In [122]:
#importing libraries
import pandas as pd
import numpy as np
from bs4 import BeautifulSoup as bs
import requests

In [123]:
#url to scrap page
URL = "https://en.wikipedia.org/wiki/List_of_postal_codes_of_Canada:_M"
r = requests.get(URL) 

soup = bs(r.content, 'html5lib') 

In [124]:
Geospatial_Data=pd.read_csv('../data/Geospatial_Coordinates.csv')

In [125]:
DataFrameHeader=[]
DataFrameObject={}
#loop over table row followed by table data to select data
for row in soup("tr"):
    for i,cell in enumerate(row("th",{'class':None})):
        DataFrameHeader.append(cell.text.replace('\n',''))
        DataFrameObject[cell.text.replace('\n','')]=[]
            
    for i,cell in enumerate(row("td",{'style':None})):
        if cell.text:
            DataFrameObject[DataFrameHeader[i]].append(cell.text.replace('\n',''))

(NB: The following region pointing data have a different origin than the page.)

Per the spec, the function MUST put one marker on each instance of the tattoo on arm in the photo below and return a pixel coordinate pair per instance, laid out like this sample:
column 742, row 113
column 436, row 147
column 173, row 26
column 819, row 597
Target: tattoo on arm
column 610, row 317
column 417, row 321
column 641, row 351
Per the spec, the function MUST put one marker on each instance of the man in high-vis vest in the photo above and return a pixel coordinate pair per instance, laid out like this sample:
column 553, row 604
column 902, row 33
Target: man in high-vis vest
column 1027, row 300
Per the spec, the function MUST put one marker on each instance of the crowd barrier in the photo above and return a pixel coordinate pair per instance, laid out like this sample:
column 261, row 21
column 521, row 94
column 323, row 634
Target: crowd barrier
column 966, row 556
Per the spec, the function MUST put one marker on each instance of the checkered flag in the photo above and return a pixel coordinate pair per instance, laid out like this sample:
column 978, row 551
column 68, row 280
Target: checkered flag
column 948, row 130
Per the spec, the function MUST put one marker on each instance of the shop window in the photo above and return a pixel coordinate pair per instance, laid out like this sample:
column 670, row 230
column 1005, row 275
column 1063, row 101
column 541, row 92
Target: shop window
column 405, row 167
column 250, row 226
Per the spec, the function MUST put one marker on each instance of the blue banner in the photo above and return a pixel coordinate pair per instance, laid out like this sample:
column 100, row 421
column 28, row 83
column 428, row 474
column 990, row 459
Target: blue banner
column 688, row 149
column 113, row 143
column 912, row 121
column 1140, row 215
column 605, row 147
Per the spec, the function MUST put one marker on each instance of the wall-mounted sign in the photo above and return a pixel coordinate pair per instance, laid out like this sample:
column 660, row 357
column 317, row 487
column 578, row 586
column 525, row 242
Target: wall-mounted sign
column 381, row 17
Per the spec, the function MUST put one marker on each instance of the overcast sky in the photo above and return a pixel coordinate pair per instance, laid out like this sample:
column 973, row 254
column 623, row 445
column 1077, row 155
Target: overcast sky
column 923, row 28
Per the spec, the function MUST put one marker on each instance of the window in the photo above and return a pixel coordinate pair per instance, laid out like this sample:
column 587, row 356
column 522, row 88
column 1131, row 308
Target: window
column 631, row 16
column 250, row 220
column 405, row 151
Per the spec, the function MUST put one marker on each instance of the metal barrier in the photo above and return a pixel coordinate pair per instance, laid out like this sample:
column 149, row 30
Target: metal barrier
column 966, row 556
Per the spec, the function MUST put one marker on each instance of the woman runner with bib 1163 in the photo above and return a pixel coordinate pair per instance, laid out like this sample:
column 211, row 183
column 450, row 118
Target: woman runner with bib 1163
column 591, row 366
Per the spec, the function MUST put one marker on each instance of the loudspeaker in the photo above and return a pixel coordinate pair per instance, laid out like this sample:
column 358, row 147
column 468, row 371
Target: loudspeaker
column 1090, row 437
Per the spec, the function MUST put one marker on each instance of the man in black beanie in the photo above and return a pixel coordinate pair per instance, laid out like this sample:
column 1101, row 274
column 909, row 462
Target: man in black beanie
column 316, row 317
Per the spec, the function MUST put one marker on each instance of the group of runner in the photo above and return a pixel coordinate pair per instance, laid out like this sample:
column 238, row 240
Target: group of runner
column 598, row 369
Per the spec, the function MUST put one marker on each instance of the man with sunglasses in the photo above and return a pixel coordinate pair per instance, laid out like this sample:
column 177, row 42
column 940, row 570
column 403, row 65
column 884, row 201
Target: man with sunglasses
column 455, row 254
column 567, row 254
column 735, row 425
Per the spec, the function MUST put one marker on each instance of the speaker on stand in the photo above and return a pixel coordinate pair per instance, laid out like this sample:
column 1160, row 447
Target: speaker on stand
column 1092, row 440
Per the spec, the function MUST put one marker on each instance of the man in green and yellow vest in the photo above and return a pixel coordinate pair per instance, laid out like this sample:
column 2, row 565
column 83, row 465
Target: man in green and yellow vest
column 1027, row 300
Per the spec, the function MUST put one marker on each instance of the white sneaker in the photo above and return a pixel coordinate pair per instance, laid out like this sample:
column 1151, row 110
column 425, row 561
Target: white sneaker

df= pd.DataFrame(DataFrameObject) 
df.head()

Unnamed: 0,Postcode,Borough,Neighborhood
0,M1A,Not assigned,Not assigned
1,M2A,Not assigned,Not assigned
2,M3A,North York,Parkwoods
3,M4A,North York,Victoria Village
4,M5A,Downtown Toronto,Harbourfront


In [126]:
# Only process the cells that have an assigned borough. Ignore cells with a borough that is Not assigned.
df = df[df.Borough != 'Not assigned'].reset_index(drop=True)
df.head(5)

Unnamed: 0,Postcode,Borough,Neighborhood
0,M3A,North York,Parkwoods
1,M4A,North York,Victoria Village
2,M5A,Downtown Toronto,Harbourfront
3,M6A,North York,Lawrence Heights
4,M6A,North York,Lawrence Manor


In [127]:
#cell has a borough but a Not assigned neighborhood, then the neighborhood will be the same as the borough
#df = df.apply(assignNotassigned)
df['Neighborhood'] = np.where(df.Neighborhood == 'Not assigned'\
                                       ,df.Borough,df.Neighborhood)




In [128]:
#More than one neighborhood can exist in one postal code area
#combined into one row with the neighborhoods separated with a comma

dfNew = df.groupby('Postcode').agg({'Borough' :'first',
                                     'Neighborhood': ', '.join,
                                     }).reset_index()
dfNew.rename(columns={'Postcode':"Postal Code"},inplace=True)

In [129]:
dfNew.head()

Unnamed: 0,Postal Code,Borough,Neighborhood
0,M1B,Scarborough,"Rouge, Malvern"
1,M1C,Scarborough,"Highland Creek, Rouge Hill, Port Union"
2,M1E,Scarborough,"Guildwood, Morningside, West Hill"
3,M1G,Scarborough,Woburn
4,M1H,Scarborough,Cedarbrae


In [130]:
dfNew.shape

(103, 3)

#### using geospatial data to map latitude and longitude to respective postal code

In [131]:
Geospatial_Data.head()

Unnamed: 0,Postal Code,Latitude,Longitude
0,M1B,43.806686,-79.194353
1,M1C,43.784535,-79.160497
2,M1E,43.763573,-79.188711
3,M1G,43.770992,-79.216917
4,M1H,43.773136,-79.239476


#### Merging two data frame based on Postal code

In [132]:
dfNew = pd.merge(dfNew, Geospatial_Data, on='Postal Code', how='left')

In [134]:
display(dfNew.head())

Unnamed: 0,Postal Code,Borough,Neighborhood,Latitude,Longitude
0,M1B,Scarborough,"Rouge, Malvern",43.806686,-79.194353
1,M1C,Scarborough,"Highland Creek, Rouge Hill, Port Union",43.784535,-79.160497
2,M1E,Scarborough,"Guildwood, Morningside, West Hill",43.763573,-79.188711
3,M1G,Scarborough,Woburn,43.770992,-79.216917
4,M1H,Scarborough,Cedarbrae,43.773136,-79.239476


In [135]:
dfNew.shape

(103, 5)

In [136]:
# double check on the dataframe
print('The dataframe has {} boroughs and {} neighborhoods.'.format(
        len(dfNew['Borough'].unique()),
        dfNew.shape[0]
    )
)

The dataframe has 11 boroughs and 103 neighborhoods.